I agree. Especially when you consider coal can be used to create gas and a substitute for gasoline, I think coal stocks are going to soar.
> Natural gas isn't renewable and will be entering rapid > decline over the next few decades
Yes! In some ways that scares me more than peak oil. Those wells can go from peak to NOTHING in very few (less than 10) years. What's going to happen to existing gas fired plants?
> Solar has had some recent improvements, but we simply don't > have enough time/resources/land area to scale it
Yes.
> Giant wind farms seem to be our best bet, but we still run > into the same scalability/time/energy problems.

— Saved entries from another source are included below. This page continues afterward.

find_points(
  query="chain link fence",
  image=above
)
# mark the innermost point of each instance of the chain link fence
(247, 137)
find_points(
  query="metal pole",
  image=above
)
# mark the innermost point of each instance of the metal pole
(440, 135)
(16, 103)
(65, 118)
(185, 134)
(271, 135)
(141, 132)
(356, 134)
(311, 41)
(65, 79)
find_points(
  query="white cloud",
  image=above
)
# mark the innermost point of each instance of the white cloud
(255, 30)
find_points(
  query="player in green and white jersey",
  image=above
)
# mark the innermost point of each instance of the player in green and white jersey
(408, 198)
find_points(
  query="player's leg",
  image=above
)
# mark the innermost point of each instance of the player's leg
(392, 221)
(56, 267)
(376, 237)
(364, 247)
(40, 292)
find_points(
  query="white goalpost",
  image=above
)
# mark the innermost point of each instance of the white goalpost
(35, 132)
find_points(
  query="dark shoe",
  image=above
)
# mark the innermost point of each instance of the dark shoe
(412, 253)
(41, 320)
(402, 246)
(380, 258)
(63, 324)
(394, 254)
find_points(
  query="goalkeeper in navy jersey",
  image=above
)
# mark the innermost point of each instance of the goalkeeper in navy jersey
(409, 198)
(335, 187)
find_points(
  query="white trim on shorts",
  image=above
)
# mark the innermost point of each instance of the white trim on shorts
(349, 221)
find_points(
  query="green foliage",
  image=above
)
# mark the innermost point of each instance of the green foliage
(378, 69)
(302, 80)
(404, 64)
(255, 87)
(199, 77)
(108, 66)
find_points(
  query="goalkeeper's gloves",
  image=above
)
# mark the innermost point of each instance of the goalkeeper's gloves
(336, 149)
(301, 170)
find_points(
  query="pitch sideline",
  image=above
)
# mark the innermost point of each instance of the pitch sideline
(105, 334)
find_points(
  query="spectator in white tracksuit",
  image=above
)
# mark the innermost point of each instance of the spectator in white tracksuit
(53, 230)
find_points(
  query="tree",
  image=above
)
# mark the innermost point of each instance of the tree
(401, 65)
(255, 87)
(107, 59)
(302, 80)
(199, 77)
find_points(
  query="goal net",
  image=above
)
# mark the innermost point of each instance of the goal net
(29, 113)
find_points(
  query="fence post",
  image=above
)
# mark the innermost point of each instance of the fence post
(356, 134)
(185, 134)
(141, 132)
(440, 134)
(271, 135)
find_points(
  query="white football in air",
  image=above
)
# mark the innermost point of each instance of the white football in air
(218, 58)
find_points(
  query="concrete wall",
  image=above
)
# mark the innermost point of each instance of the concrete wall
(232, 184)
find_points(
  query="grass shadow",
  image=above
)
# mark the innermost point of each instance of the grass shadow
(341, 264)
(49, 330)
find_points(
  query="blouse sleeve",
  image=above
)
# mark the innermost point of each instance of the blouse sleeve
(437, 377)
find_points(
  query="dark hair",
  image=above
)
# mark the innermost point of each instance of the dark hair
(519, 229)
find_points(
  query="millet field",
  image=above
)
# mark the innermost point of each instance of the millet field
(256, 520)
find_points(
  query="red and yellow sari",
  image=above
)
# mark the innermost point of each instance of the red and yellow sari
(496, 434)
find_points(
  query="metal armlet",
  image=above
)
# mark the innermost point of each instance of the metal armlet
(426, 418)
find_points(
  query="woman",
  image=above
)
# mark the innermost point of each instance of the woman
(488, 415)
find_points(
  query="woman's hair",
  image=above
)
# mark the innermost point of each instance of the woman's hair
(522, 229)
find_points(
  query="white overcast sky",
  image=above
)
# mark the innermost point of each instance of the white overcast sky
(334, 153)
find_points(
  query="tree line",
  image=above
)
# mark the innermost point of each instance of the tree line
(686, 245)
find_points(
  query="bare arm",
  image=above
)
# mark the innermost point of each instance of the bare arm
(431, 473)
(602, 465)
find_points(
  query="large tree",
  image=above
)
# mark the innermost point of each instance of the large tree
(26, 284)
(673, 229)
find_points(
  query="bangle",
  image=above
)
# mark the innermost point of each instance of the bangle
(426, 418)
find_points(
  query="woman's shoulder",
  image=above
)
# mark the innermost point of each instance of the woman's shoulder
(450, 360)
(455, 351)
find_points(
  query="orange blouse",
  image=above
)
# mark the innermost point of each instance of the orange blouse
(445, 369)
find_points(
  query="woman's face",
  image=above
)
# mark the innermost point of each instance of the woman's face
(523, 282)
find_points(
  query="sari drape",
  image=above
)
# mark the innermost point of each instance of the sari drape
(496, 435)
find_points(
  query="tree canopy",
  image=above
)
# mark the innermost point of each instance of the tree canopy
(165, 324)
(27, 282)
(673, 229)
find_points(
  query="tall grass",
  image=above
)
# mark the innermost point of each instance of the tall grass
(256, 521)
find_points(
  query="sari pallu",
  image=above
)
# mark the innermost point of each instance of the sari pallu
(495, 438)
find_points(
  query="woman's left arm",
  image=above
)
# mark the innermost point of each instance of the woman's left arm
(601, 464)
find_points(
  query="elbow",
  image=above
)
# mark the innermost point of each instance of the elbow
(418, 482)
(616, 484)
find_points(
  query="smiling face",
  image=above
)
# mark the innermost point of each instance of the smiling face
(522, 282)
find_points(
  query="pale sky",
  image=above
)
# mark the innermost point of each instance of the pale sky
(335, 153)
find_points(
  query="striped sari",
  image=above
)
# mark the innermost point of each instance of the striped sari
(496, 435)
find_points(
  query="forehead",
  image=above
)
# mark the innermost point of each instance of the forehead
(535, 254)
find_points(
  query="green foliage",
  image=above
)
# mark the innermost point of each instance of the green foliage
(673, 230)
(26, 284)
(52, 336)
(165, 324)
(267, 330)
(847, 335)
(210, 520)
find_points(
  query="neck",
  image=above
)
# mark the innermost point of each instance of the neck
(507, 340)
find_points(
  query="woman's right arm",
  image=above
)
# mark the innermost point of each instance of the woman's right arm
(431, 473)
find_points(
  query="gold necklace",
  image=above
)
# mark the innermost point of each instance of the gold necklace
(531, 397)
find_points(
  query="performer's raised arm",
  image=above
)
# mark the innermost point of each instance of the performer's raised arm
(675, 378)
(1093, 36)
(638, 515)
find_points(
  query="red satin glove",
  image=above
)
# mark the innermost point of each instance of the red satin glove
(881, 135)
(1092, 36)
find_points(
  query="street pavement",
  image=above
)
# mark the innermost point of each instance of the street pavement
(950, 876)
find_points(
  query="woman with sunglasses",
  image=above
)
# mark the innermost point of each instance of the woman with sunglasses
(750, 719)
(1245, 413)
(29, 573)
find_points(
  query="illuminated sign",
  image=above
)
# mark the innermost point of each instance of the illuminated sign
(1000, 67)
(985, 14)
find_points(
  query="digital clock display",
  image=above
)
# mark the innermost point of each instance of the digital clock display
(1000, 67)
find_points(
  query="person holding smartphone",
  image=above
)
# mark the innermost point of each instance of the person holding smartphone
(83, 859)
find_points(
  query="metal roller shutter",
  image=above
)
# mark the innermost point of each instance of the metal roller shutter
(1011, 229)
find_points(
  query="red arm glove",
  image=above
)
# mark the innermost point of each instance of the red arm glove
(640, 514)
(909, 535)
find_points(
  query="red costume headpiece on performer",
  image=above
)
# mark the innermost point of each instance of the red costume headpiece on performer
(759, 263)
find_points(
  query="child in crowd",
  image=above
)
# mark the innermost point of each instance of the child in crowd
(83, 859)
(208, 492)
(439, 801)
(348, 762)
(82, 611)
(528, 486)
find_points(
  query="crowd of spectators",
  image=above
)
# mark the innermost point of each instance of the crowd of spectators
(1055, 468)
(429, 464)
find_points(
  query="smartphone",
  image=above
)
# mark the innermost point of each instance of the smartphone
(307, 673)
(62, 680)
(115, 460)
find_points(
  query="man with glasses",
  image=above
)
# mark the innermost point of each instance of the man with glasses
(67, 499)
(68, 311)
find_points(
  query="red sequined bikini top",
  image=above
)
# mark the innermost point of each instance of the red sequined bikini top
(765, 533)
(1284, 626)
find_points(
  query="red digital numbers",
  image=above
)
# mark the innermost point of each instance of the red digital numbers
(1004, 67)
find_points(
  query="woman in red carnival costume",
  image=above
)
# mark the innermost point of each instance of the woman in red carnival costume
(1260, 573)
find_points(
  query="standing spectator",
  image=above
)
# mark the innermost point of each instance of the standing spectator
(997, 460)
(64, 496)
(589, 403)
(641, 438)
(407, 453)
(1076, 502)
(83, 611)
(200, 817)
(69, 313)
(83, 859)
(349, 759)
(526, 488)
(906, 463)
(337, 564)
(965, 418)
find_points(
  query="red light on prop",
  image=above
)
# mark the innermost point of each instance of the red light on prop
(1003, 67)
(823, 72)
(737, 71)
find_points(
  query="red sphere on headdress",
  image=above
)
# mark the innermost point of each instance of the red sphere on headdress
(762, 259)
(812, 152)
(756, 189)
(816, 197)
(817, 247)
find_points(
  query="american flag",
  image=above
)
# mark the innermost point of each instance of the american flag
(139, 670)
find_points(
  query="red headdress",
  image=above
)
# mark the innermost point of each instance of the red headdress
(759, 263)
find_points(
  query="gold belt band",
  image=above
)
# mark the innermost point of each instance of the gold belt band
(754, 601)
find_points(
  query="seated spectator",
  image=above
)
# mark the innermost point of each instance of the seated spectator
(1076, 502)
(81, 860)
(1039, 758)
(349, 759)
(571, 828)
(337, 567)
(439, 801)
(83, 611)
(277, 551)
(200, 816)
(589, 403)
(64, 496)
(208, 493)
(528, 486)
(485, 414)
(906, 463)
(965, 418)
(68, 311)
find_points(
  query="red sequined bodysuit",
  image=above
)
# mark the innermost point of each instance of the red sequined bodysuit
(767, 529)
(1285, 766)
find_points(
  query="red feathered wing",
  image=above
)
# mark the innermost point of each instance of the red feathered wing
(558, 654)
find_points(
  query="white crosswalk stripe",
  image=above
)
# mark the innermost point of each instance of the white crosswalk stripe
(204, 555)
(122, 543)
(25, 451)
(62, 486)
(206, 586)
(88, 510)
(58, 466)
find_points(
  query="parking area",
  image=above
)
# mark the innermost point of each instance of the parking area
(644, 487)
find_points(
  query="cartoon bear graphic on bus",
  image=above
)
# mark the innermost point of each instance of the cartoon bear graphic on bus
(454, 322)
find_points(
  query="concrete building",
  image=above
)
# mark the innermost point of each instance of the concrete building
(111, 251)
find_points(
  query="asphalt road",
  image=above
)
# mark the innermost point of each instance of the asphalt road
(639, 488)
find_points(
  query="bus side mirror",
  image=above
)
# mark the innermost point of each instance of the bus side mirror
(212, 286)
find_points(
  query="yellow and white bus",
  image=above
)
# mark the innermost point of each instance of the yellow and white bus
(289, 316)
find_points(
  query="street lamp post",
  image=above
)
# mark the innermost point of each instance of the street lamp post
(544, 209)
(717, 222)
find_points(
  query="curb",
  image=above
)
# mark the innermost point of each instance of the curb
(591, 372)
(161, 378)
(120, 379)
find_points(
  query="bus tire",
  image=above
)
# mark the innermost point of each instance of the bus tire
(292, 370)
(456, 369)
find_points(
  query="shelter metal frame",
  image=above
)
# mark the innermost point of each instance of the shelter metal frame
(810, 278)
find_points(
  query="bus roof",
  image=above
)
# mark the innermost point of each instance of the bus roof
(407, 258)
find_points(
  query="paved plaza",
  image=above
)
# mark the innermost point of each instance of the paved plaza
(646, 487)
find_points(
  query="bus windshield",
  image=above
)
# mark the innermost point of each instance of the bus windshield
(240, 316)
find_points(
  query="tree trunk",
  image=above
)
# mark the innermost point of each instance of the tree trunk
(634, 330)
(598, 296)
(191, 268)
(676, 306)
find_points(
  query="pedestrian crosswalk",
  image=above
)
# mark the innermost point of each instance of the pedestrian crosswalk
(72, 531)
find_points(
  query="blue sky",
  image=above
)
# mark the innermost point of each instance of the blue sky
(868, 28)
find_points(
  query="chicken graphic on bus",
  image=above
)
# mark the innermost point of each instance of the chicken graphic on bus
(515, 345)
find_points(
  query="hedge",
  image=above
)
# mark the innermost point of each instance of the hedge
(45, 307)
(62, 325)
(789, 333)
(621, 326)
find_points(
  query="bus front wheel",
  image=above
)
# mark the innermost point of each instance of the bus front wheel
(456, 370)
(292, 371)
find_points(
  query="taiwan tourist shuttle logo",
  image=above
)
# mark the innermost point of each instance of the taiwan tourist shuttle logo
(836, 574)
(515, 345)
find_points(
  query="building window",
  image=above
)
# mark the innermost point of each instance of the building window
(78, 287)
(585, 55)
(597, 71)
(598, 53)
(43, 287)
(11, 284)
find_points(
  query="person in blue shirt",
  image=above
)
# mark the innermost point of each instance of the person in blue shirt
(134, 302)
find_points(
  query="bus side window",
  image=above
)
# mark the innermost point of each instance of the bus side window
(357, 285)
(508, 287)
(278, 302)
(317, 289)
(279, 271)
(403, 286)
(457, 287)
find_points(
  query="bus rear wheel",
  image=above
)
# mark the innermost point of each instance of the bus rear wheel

From what I understand, the problem is in year 1 of peak, the oil production might be 2% less than the year before. But in that year we'd need to conserve MORE than 2%, because we need to simultaneously spend energy to build windmills and breeder reactors or whatever. Then the next year we're 2% MORE short; and by then the economy is slower, but we need to conserve another 2% plus the additional amount to fund building more solar or wind or whatever. And after that 2% MORE. And while all that's going on, suddenly natural gas disappears.
And that's optimistic: Alaska is depleting at 6% a year.
> We need some serious imagination and a hell of a lot of > courage
But before even that we need a wake-up call, and leaders who will respond the right way. There's tons of ideas for energy -- crazy stuff like tapping the energy inside the earth, h3 mines on the moon, guiding solar energy from space into giant collectors. Most of that will probably turn out to be nuts, and even if it works it could take 30 years or 50 years.
But our culture is on the doorstep of such amazing achievement -- in our understandings of physics and engineering. In the hands of the right leaders, this could practically be fun: a chance to rally the altrusism and creativity that is also part of the human beast. In the hands of our present idiots, we could be doomed to poverty, chaos, cold, hunger, & war.